In Italia ci sono 4700 frantoi. Per una produzione media di 380mila tonnellate. Già non sufficiente a soddisfare la richiesta dello Stivale. “Questa manovra – sempre lui – farà crollare i prezzi del prodotto sul nostro mercato”.
Logico pensare che gran parte del non-Italy finirà sugli scaffali della grande distribuzione. I “piccoli” perciò, subiranno una ricaduta sulla ricaduta. Non potendo reggere i prezzi e le offerte della gdo. “Il problema sarà anche dei consumatori – chiude il direttore – che non saranno più tutelati sulla qualità. Proprio per questo è fondamentale e urgente che si intensifichino le attività di controllo sulla tracciabilità.
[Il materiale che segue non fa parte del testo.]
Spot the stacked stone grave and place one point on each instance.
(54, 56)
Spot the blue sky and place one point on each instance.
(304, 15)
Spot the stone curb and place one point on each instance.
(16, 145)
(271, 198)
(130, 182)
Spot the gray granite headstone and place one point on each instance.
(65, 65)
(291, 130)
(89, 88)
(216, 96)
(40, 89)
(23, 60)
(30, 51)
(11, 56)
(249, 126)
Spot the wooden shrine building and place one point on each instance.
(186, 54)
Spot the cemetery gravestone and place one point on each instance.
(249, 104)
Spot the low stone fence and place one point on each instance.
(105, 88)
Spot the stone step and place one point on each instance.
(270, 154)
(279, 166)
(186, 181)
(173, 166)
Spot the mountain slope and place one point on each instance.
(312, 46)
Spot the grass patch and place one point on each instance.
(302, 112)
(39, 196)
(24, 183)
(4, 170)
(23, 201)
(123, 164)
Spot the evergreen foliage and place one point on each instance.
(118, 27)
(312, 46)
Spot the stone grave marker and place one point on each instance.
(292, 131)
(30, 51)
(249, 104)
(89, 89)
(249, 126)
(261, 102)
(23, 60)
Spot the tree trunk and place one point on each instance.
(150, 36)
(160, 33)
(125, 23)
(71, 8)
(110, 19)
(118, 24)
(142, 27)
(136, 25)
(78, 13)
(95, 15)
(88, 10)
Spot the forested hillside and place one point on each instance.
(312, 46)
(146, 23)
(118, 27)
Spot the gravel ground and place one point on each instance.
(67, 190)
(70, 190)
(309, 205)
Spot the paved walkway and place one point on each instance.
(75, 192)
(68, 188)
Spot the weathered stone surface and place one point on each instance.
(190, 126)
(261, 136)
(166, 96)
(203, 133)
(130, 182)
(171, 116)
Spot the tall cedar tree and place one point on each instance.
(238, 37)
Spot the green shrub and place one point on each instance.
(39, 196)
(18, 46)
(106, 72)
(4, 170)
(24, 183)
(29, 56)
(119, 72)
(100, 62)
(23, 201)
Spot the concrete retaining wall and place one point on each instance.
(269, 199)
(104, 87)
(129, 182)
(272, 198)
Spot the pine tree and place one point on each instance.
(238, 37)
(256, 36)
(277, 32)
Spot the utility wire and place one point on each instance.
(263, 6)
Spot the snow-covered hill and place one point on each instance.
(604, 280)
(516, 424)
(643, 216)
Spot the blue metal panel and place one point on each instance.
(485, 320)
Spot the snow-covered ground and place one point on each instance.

E’ l’unica arma per prevenire e contrastare i rischi per la salute e per certificare la qualità”.
Attualmente già importiamo olio da Tunisia, dalla Grecia, dal Portogallo e in più ampia scala dalla Spagna. Me per rendere ancor più l’idea del consueto cane che si morde la coda, le regioni che più comprano sono anche quello che più producono: Toscana, Umbria, Lazio e Sicilia (seguono Liguria, Puglia Lombardia e Abruzzo).